The former president has limited himself on the campaign trail to giving interviews over the phone or at his Mar-a-Lago resort, and his TV advertisement spending has been largely limited to Georgia and Pennsylvania – which Salon columnist Heather Digby Parton argued is a disturbing sign of things to come after the votes are counted.
"You will notice that the Trump campaign is only competing in Pennsylvania and Georgia," Parton wrote. "All the other swing states are apparently being left to their own devices. This is surprising, to say the least. They do have less money to play with than the Democrats but you'd think they'd at least try to hedge their bets. But the consensus is that they have decided that if they can hold all their 2020 states they will put all their money on picking up those two states which will bring them to exactly 270."
That strategy requires that Trump holds onto North Carolina from 2020, but Parton said the campaign's focus on preserving the narrowest pathway to victory in two states where allies are already laying the groundwork to contest this year's results gives away the game.
ALSO READ: 'Not a slip': Critics explain Trump's admission that he lost 2020 'by a whisker'
"If they lose either one (or N. Carolina) that's the ballgame," Parton wrote. "Just as likely they're really just planning on a post-election legal challenge in any or all of those states, claiming that the Democrats stole the election. You can certainly bet they'll do it in Pennsylvania and Georgia where they are already plotting with local officials. Trump himself has said repeatedly that 'our primary focus is not to get out the vote, it is to make sure they don’t cheat.'"
Trump tried but ultimately failed to overturn his 2020 election loss, and he and his allies have been indicted on multiple charges related to the wide-ranging scheme – which culminated with the attack on the U.S. Capitol that has resulted in the prosecutions and convictions of hundreds of his supporters.
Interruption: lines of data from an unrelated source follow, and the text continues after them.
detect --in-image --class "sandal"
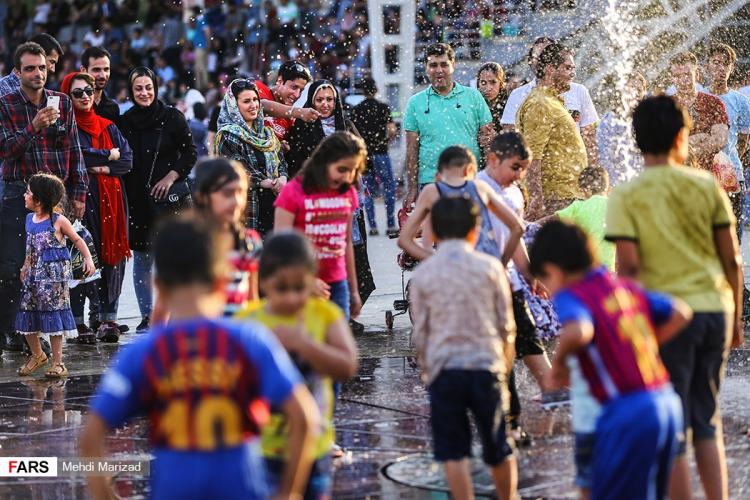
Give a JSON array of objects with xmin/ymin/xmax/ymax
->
[
  {"xmin": 18, "ymin": 353, "xmax": 48, "ymax": 377},
  {"xmin": 44, "ymin": 363, "xmax": 68, "ymax": 378}
]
"If they can find a way to throw the election to the House, as they wanted to do in 2020, they will win, and I kind of suspect that Trump would actually prefer to do it that way," Parton wrote. "It's the ultimate power play to make the Democrats lose through a post-election ploy that's engineered by Trump and his cronies. In his twisted mind, I think that would even validate his Big Lie."
In the meantime, Trump is going through the motions on the campaign trail while already laying the groundwork to question a loss that seems more likely with Harris as the nominee instead of president Joe Biden.
"All of this probably explains why Trump isn't really bothering to campaign much," Parton wrote. "He'll spend some time in Pennsylvania and Georgia and make some perfunctory stops in some of the other swing states just to keep it close enough to contest. He'll keep doing right-wing media, the purpose of which is as much to keep his followers charged up about the alleged stealing as anything else. But unless he wins those two big states, which he might, he's preparing for the post-election Big Lie 2.0."
"He's old and tired and at this point," she added, "I think he'd actually rather whine than win."